Le caractère troublant du vaisseau se manifeste à travers les voix et les visions que ne tardent pas à avoir tous les membres de l’équipage.
Stéphane Sauget attribue la hantise des châteaux au spectre de la Révolution française et de tous ces morts au deuil impossible. Ici aussi il y a des deuils impossibles. Weir, le scientifique n’accepte pas la mort de sa femme et Miller, le commandant, se sent responsable de la mort d’un membre de son équipage dans un incendie.
« Je me sens si seule » « j’attends ». Dans ses visions, Weir voit sa femme lui demander de rester avec elle pour toujours jusqu’au moment où il revit le moment de son suicide et s’excuse de ne pas avoir été assez présent. Elle réplique en lui crevant les yeux.
Les frontières entre vivants et morts s’estompent voir s’inverse. Alors que l’équipage meurt peu à peu le vaisseau s’éveille. « Le vaisseau est vivant » s’exclame Miller et il semble vouloir les conduire dans une dimension infernale où la mort est tout sauf un repos pacifiée.
Weir est attiré par la dimension infernale, cette réalité au-delà de notre réalité que la science ne peut expliquer.

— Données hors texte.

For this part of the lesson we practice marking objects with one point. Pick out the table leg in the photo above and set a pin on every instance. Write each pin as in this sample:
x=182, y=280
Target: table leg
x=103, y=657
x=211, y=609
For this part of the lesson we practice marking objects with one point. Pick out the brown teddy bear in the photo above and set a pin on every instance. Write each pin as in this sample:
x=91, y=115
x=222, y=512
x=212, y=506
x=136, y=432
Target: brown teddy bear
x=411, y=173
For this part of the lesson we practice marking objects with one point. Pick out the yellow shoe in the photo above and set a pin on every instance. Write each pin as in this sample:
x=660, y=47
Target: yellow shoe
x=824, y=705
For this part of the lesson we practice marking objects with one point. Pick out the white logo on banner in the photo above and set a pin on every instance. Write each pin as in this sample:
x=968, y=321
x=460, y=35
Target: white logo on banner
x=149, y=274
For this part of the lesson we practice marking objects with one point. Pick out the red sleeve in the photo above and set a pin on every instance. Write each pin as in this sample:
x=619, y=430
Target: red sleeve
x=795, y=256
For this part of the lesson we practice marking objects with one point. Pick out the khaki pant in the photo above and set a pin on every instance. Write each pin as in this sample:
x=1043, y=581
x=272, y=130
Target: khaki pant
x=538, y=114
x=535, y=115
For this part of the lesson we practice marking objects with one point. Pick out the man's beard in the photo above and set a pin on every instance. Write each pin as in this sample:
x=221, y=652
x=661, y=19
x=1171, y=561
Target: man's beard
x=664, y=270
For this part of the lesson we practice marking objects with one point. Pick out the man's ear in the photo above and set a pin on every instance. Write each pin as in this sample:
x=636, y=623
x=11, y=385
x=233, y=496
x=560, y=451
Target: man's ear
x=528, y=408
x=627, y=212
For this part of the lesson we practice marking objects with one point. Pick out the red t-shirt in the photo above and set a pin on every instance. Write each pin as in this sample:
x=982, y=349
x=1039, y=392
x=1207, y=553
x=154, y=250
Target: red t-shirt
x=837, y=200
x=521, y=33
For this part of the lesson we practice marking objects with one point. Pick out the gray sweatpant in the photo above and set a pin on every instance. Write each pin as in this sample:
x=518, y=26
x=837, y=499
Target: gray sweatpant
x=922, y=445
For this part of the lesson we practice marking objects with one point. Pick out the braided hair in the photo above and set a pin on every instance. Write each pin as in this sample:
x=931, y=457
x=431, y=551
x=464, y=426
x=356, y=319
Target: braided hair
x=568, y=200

Il se mue en savant fou, littéralement aveuglé. « où nous allons nus n’avons pas besoin d’yeux pour voir » explique-t-il au capitaine Miller qui se sacrifie pour permettre aux membres survivants de l’équipage, deux hommes et une femme, de s’échapper.
Mais ce sont-ils vraiment échappé ? La femme survivante est à son tour hantée par des visions qui semblent vouloir la ramener au vaisseau.
L’inspiration des décors viendrait de la cathédrale Notre-Dame (Paris). Le religieux est très présent dans le film. Non seulement au travers de la forme en croix du vaisseau mais aussi des une vision de l’enfer comme lieu de damnation et d’altérité radicale. Une altérité qui emprunte à une perspective chrétienne et validiste : des corps difformes, l’infirmité étant le signe d’une culpabilité et la souffrance étant donc méritée (Weir qui n’a pas aidé sa femme par exemple.